Social change reveals something to these fearful leaders that they were not even aware of beforehand:

‘Because they have never noticed their unfair advantages, all they see is that they are worse off, and therefore threatened. A society that once was ordered for their convenience alone, no longer fits. Thus they are apt to feel persecuted.’

I think we can’t underestimate the fear that people have about any changes in society or any institution that deal with gender, such as sexual orientation or gender identity.  I don’t think such fear excuses these negative attitudes, but I think it is important to be aware of these forces.  For whatever reason, gender is a powerful force.  This is particularly true in an institution like the church which has for so long valued men over all other gender identities.  I think it’s important to be aware that these forces often play powerful unseen roles in people’s behaviors.

While I certainly understand the anger that some people feel toward church leaders who have been so virulently anti-LGBT, lately my dominant feeling towards these prelates has been sadness.  In not being able to allow themselves to simply learn about LGBT people, they are missing out on some of the holiest and most positive acts of faith, liberation, and love in the world today.  So sad that they are missing the joy of this most Christian party.

MacPherson offers some very wise and Christian advice to those who witness these “no”-men.  He says the best thing for people to do is:

“. . . to approach these seemingly dangerous creatures, not judging or vilifying them, but challenging ourselves to recognize their fear as genuine and understandable, mustering what compassion we can for their feelings of distress, and remaining patient and persistent in offering a better way forward.

“Once upon a traditional time, qualities like understanding, compassion, patience, and persistence were called ‘virtues’. We’re going to need them as we try to approach our own Abominable ‘No’-men as their familiar world melts away, and a new, more just one, evolves into being.”

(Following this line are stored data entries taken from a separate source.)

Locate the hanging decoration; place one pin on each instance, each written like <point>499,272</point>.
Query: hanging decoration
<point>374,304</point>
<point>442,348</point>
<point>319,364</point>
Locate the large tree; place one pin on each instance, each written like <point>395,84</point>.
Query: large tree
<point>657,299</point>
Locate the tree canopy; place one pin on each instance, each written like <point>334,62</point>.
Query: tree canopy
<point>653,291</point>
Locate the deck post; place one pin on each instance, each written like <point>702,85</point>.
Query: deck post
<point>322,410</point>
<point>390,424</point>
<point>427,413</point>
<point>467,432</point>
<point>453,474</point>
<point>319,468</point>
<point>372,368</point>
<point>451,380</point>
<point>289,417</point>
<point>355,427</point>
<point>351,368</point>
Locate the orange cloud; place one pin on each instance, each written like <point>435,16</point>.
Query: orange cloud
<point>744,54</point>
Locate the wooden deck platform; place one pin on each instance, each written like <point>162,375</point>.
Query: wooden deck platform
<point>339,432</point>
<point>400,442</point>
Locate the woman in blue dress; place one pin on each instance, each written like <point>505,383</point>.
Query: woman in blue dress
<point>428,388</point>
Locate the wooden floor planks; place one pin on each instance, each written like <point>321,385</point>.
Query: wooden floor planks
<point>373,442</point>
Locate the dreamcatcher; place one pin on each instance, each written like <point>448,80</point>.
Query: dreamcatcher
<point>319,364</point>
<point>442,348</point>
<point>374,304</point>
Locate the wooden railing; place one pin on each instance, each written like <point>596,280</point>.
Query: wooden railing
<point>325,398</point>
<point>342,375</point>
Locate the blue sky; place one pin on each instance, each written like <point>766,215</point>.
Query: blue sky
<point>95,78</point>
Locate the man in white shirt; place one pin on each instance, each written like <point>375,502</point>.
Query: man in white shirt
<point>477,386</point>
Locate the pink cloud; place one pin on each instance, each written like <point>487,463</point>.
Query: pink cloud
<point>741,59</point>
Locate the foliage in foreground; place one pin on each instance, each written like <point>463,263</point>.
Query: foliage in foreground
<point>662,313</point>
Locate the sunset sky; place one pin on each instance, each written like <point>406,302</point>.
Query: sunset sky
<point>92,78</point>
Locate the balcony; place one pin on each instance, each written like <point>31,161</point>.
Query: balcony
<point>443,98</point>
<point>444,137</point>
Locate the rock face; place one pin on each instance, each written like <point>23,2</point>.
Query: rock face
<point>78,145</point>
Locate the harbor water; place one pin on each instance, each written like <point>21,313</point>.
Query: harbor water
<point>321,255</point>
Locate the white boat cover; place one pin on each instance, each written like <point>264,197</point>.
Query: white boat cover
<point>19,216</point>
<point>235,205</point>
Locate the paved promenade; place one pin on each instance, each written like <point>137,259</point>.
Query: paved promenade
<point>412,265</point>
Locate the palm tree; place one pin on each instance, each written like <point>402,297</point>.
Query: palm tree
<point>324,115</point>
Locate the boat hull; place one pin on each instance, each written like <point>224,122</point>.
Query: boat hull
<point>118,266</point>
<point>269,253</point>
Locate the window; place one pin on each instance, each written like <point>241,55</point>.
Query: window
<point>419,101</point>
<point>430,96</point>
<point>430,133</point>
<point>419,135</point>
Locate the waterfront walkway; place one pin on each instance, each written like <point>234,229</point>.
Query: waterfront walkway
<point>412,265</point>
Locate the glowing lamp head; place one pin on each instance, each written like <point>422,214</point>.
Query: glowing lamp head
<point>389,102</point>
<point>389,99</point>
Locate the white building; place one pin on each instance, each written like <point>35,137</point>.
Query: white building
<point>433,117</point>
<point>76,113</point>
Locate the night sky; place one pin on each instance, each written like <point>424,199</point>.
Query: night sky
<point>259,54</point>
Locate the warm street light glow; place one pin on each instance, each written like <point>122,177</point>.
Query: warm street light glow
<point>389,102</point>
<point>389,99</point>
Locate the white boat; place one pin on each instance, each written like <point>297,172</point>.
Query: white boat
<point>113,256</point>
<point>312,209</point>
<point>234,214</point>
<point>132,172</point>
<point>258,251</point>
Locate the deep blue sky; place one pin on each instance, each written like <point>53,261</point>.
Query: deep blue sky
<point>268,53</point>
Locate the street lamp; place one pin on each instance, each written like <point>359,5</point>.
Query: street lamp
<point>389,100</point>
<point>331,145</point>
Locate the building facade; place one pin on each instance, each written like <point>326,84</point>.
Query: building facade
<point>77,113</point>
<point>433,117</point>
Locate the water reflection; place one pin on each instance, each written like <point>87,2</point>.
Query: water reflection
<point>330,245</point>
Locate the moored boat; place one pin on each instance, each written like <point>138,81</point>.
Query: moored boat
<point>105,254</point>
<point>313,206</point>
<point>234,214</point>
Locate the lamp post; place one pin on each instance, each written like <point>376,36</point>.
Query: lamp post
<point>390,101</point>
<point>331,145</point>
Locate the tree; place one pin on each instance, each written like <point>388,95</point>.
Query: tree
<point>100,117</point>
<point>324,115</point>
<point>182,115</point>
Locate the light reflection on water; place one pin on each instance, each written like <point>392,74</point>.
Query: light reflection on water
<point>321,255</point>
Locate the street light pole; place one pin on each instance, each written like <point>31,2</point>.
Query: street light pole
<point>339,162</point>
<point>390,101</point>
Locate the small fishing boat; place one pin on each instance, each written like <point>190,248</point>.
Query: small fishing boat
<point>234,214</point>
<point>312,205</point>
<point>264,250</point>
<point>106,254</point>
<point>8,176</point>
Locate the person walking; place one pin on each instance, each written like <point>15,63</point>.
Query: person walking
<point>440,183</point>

In an unrelated story this weekend, MacPherson’s advice was exemplified by a Catholic lesbian woman in Houston, Texas.  When faith-based anti gay protestors demonstrated this weekend, in that city, a counter-demonstration to negate their hate emerged, and KHOU-TV  reported on the response of Tiera Ortiz-Rodriguez, chapter president of Dignity Houston, a Catholic community of gay, lesbian, bisexual and transgender Catholics.:

“We want to have compassion and kindness as our response.”

Yes, we must never give up speaking out and advocating for justice, but we must do so in such a way that our opponents do not become our enemies.  We must be committed to work for their enlightenment and liberation from their own fears.  Not easy work, but like everything else, it can be accomplished by little and by little.